Das-SteppenrossEduard Wagner
Das Steppenross
Eine Erzählung aus dem Jahr 1865 zu den Zeiten des amerikanisch-mexikanischen Krieges, nach dem Englischen des Kapitän Mayne Reid

Kapitel 12
Grausamkeiten der Guerilla

Die Morgenröte zeigte sich am Himmel, als unsere Hörner zum Aufbruch bliesen und die Jäger aus ihrem Schlummer erweckten. Als sich die Sonne zeigte, sah man Menschen und Pferde in reger Bewegung. Beim abermaligen Ertönen des Horns wurde gesattelt, und bald stellten sich die Züge zum Abmarsch auf dem Platz auf.

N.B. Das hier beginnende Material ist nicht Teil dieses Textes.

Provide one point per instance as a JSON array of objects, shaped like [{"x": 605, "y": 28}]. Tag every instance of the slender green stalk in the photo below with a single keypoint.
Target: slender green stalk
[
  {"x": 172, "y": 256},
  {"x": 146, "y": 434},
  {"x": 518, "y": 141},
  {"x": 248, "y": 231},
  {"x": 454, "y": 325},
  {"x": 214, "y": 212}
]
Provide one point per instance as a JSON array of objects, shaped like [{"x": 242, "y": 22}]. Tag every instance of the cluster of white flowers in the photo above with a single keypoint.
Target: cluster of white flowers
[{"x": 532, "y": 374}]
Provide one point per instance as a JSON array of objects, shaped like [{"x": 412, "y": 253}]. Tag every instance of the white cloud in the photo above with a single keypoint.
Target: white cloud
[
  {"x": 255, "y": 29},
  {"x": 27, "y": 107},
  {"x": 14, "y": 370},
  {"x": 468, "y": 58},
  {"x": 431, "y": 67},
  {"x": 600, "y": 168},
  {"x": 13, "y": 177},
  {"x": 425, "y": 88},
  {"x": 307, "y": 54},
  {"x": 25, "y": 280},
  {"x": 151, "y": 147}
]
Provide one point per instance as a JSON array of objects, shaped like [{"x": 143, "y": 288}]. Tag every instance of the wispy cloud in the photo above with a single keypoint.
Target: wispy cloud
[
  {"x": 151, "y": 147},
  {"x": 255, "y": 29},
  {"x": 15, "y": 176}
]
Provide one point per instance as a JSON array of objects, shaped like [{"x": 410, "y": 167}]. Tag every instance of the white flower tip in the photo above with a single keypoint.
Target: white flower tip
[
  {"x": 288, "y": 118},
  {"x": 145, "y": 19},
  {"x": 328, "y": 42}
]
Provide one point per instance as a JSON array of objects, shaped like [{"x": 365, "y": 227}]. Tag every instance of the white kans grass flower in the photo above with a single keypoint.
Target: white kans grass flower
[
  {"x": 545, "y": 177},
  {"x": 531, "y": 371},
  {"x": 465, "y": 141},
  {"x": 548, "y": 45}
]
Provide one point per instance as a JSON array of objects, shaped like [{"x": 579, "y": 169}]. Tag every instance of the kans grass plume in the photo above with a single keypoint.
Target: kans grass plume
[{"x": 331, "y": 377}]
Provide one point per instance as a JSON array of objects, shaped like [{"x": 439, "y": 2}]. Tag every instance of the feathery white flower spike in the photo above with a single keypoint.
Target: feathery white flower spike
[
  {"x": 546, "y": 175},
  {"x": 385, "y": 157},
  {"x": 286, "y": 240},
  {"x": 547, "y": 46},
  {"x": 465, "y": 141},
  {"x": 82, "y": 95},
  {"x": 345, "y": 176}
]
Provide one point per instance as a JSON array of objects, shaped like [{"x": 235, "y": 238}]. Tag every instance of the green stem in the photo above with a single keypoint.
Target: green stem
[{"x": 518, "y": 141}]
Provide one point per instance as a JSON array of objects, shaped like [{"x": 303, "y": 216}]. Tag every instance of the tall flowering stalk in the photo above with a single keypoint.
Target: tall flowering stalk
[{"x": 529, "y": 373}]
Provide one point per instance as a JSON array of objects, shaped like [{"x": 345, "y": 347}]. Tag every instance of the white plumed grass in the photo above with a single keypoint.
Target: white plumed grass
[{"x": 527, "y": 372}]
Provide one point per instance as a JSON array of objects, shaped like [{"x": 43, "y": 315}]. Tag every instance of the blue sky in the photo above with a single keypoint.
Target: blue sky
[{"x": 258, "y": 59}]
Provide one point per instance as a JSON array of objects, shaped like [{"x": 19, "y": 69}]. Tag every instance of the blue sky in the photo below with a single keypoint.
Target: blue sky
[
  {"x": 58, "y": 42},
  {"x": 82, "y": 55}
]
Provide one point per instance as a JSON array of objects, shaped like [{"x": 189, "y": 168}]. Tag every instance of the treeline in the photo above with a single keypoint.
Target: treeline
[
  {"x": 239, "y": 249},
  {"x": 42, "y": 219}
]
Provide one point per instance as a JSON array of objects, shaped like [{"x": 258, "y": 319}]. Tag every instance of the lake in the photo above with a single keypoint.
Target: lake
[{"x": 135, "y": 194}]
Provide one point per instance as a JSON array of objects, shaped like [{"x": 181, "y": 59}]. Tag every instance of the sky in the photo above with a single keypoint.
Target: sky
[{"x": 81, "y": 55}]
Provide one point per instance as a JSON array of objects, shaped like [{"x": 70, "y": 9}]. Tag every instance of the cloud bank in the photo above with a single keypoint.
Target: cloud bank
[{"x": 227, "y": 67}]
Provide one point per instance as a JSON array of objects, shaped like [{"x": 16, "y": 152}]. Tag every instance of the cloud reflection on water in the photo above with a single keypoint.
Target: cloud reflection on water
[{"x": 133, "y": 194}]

In der Mitte des Platzes stand ein Wagen mit einer weißen Plane, mit Maultieren bespannt. Er enthielt das ganze Gepäck des Korps und diente zu gleicher Zeit als Krankenwagen. Gepäck und Kranke waren bereits untergebracht, und der Hornist erwartete meinen Befehl, zum Abmarsch zu blasen.

Ich war wieder zu meinem Lieblingsaufenthalt, dem flachen Dach, hinaufgestiegen. Vielleicht sollte ich das letzte Mal den Fuß hierher setzen. Meine Augen bemerkten nur die Hauptpunkte des Bildes, welches der Platz darbot, gesattelte und gezäumte Pferde, Männer, welche Decken, Halfter und Mantelsäcke zurechtlegten und anschnallten, einige Männer, die bereits zu Pferde saßen, andere, die vor der Tür den letzten Schluck mit ihren mexikanischen Bekannten tranken. Hin und wieder sah man einen Jäger in voller Rüstung vor dem Gitter eines Fensters stehen, mit dem. Gesicht nach dem Inneren, und sich mit jemandem angelegentlich unterhalten. Andere nahmen ihren Abschied unter dem Schatten der Kirchmauer und gruppenweise auf dem Platze selbst. Die Leute des Orts waren trotz der frühen Stunde schon alle aufgestanden und die braunen Mädchen ließen sich am Brunnen von den Jägern die Krüge füllen und auf die Köpfe heben. Dann folgte ein freundliches Gespräch.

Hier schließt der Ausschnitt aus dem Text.